Cordish has done it again. And wow.
The Baltimore-based developer of Fourth Street Live has announced plans for a new 250 million dollar mixed-use development in the heart of downtown. It will encompass the entire Water Company block, and include a renovated Louisville Gardens, and other assorted properties on six separate city blocks. In a word, this is HUGE.
The old Water Company will be the main focus of this development. At the site, Cordish has preliminary plans for buildings equaling over 500,000 square feet of space with a mix of uses. The block will be transformed into a retail hub/entertainment area/neighborhood. The project will consist mainly of building flush with the street with retail and dining options along the first level and residential or office space above it. There will also be a residential mid-rise of at least 15 stories. Officials have declined to mention exactly how many residential units will be included, but did say there would be at least “several hundred”.

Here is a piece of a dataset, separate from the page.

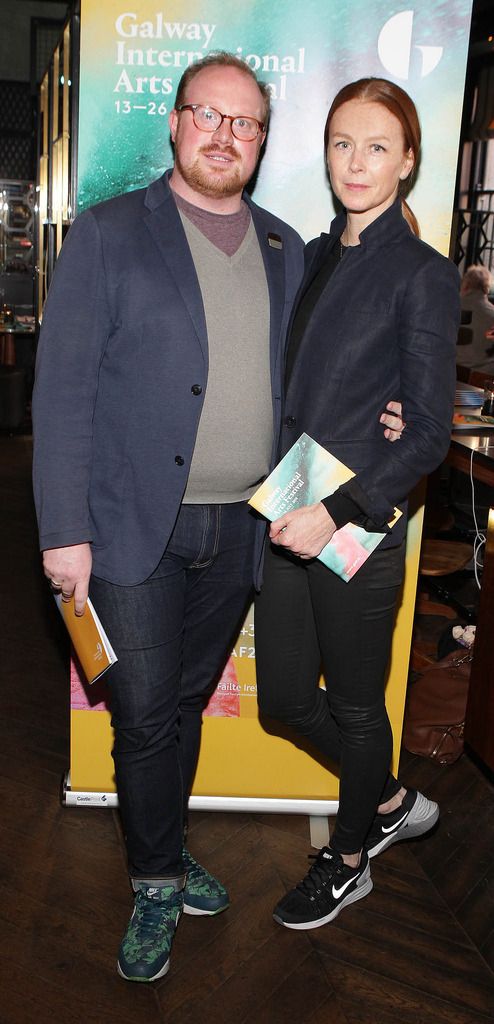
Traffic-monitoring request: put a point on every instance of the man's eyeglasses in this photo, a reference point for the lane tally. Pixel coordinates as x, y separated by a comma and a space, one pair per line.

In the new development, currently called Center City, Cordish plans to bring in small and medium sized national tenants, including restaurants, retail stores, and a large multiplex theatre. The company has not yet signed any tenants for the project, but they did say that national chains were responding favorably in negotiations. Cordish has hinted, however, that a major department store might not be a part of the final mix.

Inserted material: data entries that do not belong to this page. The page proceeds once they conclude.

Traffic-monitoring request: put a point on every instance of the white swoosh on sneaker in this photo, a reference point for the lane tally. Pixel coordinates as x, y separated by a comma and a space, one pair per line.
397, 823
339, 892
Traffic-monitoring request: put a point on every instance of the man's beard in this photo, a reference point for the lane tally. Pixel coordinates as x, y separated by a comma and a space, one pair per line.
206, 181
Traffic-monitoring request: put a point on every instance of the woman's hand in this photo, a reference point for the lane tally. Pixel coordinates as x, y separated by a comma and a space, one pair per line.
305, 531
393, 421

The other main component of this sweeping project is the renovation of the aging Louisville Gardens. The company plans to revive the space as an arena for a new minor league hockey team, and as a venue for smaller concerts and shows. The Gardens were built in early 20th century, and the building hasn’t been extensively renovated in years.

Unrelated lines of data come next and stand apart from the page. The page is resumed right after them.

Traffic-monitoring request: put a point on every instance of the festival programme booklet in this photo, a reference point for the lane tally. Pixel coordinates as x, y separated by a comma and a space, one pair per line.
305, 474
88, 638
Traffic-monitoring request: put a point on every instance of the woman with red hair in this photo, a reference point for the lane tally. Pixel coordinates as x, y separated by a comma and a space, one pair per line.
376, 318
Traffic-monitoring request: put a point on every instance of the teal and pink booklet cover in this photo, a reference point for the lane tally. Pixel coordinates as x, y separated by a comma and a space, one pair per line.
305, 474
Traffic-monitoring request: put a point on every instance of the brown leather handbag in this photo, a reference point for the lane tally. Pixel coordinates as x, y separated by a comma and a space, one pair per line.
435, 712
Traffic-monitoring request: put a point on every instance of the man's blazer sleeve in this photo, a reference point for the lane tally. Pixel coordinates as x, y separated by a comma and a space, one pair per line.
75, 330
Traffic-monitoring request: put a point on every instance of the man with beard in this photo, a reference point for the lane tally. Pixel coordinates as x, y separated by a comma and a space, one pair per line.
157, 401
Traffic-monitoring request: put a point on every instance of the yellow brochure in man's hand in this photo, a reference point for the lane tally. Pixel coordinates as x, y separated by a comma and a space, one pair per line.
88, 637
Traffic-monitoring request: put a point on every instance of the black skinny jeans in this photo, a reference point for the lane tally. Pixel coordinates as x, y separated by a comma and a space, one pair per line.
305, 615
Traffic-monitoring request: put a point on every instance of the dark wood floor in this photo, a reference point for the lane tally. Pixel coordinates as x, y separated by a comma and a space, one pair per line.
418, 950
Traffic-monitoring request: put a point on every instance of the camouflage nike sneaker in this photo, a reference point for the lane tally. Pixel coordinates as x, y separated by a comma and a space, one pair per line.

The price tag for the entire project is estimated at 250 million dollars, which will be completely fronted by Cordish. However, there is a catch. For the project to be built the city has been asked to approve a TIF district covering the area of the new developments and rebating up to 80 percent of future tax growth for 30 years to improve public infrastructure. The TIF dollars would be rebated back to Cordish for their work in rebuilding public amenities, such as streets, alleys, new lighting and streetscapes, and new parking decks. The rebate would be 130 million dollars over the life of the TIF.
The Metro Council will receive the official request for the TIF district on Thursday, and it is expected to breeze through the council. It will also have to be approved by state officials in Frankfort, which have historically rubberstamped municipal decisions in this type of situation. If the TIF district is passed without a hitch construction will begin in 2008.
Center City, if completed, will cost nearly 4 times that of nearby Fourth Street Live, and will dwarf it in scope. Cordish has long tried build on to their wildly successful project in Louisville, only for things to usually fall through. In 2005 they planned a phase two to Fourth Street Live in the former JCPenney building, only for other building owners to refuse selling their properties. Earlier this year Cordish reached a deal with the owners of the Starks Building to expand their center, but it will only add a few thousand feet of space.
The project is especially exciting for Louisville because it is the culmination of years of renewal in the core. The city has longed for a major retail destination that can serve the burgeoning urban population and provide conventioneers and other out-of-town guest a place to drop their money and spend their time. It has not been a secret that city officials have been pushing and kneading developers to build this sort of showcase project – and that they would not consider the downtown rebirth successful until this was done.
I think downtown Louisville may have finally arrived.